Wednesday, 19 December 2012

Are all equities a good inflation hedge? By Marc Lerner


Are all equities a good inflation hedge?

Zero Hedge has reposted a UBS report entitled ‘Are equities a good inflation hedge?’ The report
investigates this question through a study of historical data of equity performance in various inflationary and deflationary price environments, and concludes:

Indeed, they [equities] provide an appropriate hedge to rising inflation only in a limited number of cases.

1. The trade has to be entered at a low level of inflation. If the trade is started above 4%, the
valuation loss due to declining P/E will dominate and make equities underperform.

2. If inflation increases only moderately. High-single-digit inflation would make the equity valuation
loss dominate other effects.

3. If the investor assumes that inflation will not decline. In that case, the trade would also generate
sub-inflation returns. So an equity hedge comes with increased portfolio risk in cases of deflation.

The main problem with the report’s approach in reaching these conclusions is that it does not attempt at all to focus on the effects price inflation – a sustained, general increase in prices - may have on individual businesses and their earnings. Whilst it does pose some interesting arguments on a macroeconomic level – for example, that higher inflation may lead to higher volatility and hence higher discount rates being applied to cash flows – and provide empirical data to support them, it only in passing mentions that “some price distortions can obviously affect corporate margins”, instead simply presenting the aggregate returns of stocks in general under inflationary and deflationary environments, as if all equities were homogenous. The report can’t see the trees for the forest. But if you are interested in the performance of specific companies in an inflationary environment, rather than a broad equity portfolio such as an index fund, this effect on margins is precisely the crucial issue, and well worth investigating further.

In the near term, the most likely source of price inflation is money printing from central banks, rather
than some other source, such as a supply shock. The effects of such monetary expansion are never even – prices will rise first wherever the new money enters the economy (relative to what they otherwise would have been – a relative price ‘increase’ can still be, in absolute terms, a decrease). If it is used to purchase government bonds, wherever the government spends the money will experience rising prices, if mortgage backed securities are purchased then rising house prices will result. By unevenly distributing the price increases in this manner, money printing can allow the early recipients of the money to benefit at the expense of the latter ones – by the time the money filters through to them, their costs have already increased correspondingly. Therefore, if it can be determined that a company’s output will be purchased directly by the new money flows before they spread through the economy to affect its costs, aggressive margin expansion and high returns to shareholders are likely to be the outcome. Finding such companies, however, is essentially a political question and hence a difficult one to answer accurately, unless you happen to be friends with Ben Bernanke.

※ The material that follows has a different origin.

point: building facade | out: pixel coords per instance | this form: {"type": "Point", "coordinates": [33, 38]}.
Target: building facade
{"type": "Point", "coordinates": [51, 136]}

More broadly, as the money does move through the economy and affect consumer prices as well as costs, the crucial question becomes whether or not a business can raise its prices to offset, and perhaps even outpace, the increase in its costs. The extent to which different businesses’ costs are affected depends, again, on the way the new money moves through the economy, and will differ in each case. For consumer businesses in particular, however, the question of whether prices can be raised to an appropriate degree takes on an especially interesting psychological dimension – will consumers be willing to pay higher prices? One consideration could be the extent to which the specific business’s customers themselves are in a position to benefit from the increased money flows earlier rather than later – if the business is one that caters to a particular, easily identifiable demographic. Another argument could be made, however, that the absolute value of the price increase is of importance – a 10% increase in the price of a Coke, for example, may not seem like much to most people in terms of the extra amount they have to pay, and hence not affect Coca-Cola’s ability to raise prices in tandem with inflation, whereas a 10% increase in the price of a house or a car could be seen as a serious cost-of-living increase, and hence such purchases may be delayed or cancelled until prices stabilize or fall.